My plan for this week was two cross-training days and three runs of 3, 6, and 8 miles. Here is what happened:


Monday – Ran 3 miles

31:39/10:33 pace

I wanted to put this run off until Tuesday because I had to work until 6:15 that night, but I decided to take advantage of the fact that the later my start time was, the cooler it would be. This was the first time since my knee injury that I ran 95 percent of a run. I took two short walking breaks when going uphill at certain points, but I almost felt back to normal in this run which was very exciting!

Wednesday – Spin class

45 minutes

I tried a new spinning studio in town for the first time, and really enjoyed it! I hadn’t taken a spin class in over 2 years, so I was surprised that I wasn’t really sore the next day! I think during marathon training I will try and make it to a spin class at least once a week for one of my cross-training days. I missed this!


Thursday – Ran 6 miles

1:10:29/11:44 pace

So hot! I went running right after work, around 5 p.m. It was over 90 degrees, and the heat index was 100. While my run on Monday involved barely any walking, I did have to take several walking breaks during this run. But it was the longest I had run since my injury, so I couldn’t be too upset. The heat was so oppressive. At 2.3 miles my heart rate was up, and I needed breaks to get it down. I think it’s best to play it safe in this weather.


Saturday – Spin class

45 minutes

Maybe it was because I wasn’t using a bike as close to a fan this time, but I got way more sweaty and felt more challenged than the Wednesday class, even though it was the same instructor.


Sunday – Ran 8 miles

1:34:03/11:45 pace

It was sooooooo hot!
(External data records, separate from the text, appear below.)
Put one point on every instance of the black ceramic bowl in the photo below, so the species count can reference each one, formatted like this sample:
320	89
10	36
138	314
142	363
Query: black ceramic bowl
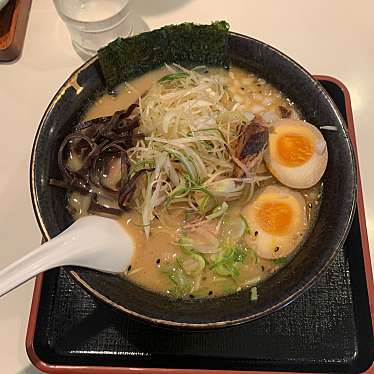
335	216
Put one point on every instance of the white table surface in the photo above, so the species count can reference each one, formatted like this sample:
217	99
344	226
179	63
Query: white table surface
334	37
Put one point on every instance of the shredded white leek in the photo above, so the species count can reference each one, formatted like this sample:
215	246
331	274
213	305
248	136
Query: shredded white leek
190	124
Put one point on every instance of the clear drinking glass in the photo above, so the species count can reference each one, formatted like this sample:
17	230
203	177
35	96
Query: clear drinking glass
94	23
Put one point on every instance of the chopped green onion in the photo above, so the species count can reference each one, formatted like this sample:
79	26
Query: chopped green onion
218	211
194	264
247	230
173	76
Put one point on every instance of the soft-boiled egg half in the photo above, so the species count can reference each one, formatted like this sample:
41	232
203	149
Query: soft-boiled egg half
277	219
296	153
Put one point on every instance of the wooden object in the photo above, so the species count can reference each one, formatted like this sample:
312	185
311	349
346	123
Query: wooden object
13	22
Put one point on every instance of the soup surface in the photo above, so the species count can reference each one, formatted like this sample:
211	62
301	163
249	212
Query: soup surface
202	196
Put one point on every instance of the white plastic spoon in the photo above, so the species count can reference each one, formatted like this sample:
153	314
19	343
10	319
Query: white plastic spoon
93	242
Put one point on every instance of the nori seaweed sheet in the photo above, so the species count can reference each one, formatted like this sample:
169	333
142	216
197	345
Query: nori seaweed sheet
187	44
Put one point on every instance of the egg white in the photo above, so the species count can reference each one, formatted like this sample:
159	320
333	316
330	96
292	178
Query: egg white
307	174
268	245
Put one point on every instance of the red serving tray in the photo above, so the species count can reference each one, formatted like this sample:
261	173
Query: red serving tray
58	369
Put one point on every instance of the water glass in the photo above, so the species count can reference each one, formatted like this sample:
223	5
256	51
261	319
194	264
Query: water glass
94	23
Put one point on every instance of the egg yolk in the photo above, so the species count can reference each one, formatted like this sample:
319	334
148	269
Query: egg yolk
294	149
274	217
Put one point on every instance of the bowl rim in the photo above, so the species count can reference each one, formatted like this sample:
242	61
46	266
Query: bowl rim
309	281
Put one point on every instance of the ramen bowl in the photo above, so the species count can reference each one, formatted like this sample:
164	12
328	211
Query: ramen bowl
336	211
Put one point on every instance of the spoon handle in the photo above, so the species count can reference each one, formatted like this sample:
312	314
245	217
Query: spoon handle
35	262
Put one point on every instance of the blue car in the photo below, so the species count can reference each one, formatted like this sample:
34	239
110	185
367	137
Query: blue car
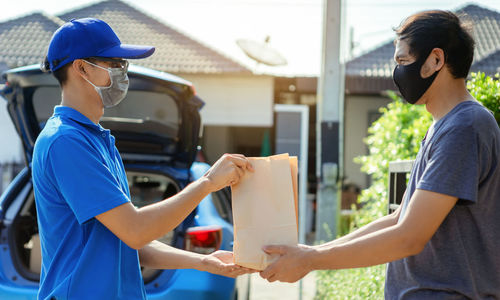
157	129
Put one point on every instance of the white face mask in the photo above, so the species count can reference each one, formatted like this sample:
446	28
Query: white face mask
113	94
I sweated like crazy, so much so, this is what my shirt looked like after I finished:



I took walking breaks at the beginning of each new mile, which helped me endure through to the end. My knee still has times where it feels sore, but overall it is holding up really well. With this run, I followed my training plan to a T. The only thing I failed at doing was yoga and arm workouts. :/ Hopefully I will remember to do those next week.

Stride Box item thoughts:

I decided to make a concerted effort to use more of my Stride Box samples this past week, because otherwise I am just wasting my money on it. For my 6-miler on Thursday, I consumed my 2nd bag of Movit energy gummies, and also finished off a bag of Skratch energy chews I started on two weeks ago. I liked both!


I also tried some of the Ruby’s anti-chafe lube, using it for in between my thighs and on my underarms since it’s so freaking hot outside and I sweat like crazy. It smelled nice and washed off my hands easily with soap and water, but I did chafe a little, probably because I didn’t apply enough. Vaseline always works for me, so I will probably stick to that.

Lastly on Thursday I tried the Osmo active hydration for women drink mix in the Mango flavor. I mixed it with water in my handheld. It wasn’t strong at all and I liked it. I just don’t know what makes it “for women.”


Then for my Wednesday and Saturday spin classes, I used a microfiber towel (pictured underneath the Gu chews) I got in last month’s box that is special to Stride Box. I think I actually prefer a terry-cloth towel to this one. It just didn’t feel like it was soaking up my sweat like a good towel should. Before the Saturday class, I ate a packet of Gu energy chews that I got in a box a few months ago (new packaging and smaller than the Gu Chomps I’ve had in the past). The Gu chews were fine – tasted good and not too chewy – and I did feel like I had energy for the class.


On Sunday for my 8-miler, I tried the Chia Surge performance gel, which was a good thin consistency, tasted good (pineapple orange flavor) and had almost a chewy texture with bits of chia seeds in the gel. I liked it. Then I added MeStrength drink mix into my water. This was the kiwi strawberry flavor, and I liked it OK but it was SOUR. Not sure if it’s just that flavor that would be sour, but it had quite the kick to it.

IMG_2079I also used a Stride Box sample for a non-running related purpose! I was really tired before work on Wednesday so I added the Vita Perk coffee booster to my coffee. It is flavorless and has 15 vitamins and minerals. I think it might have made a difference! I was still yawning all day, but I had an extra pep in my step.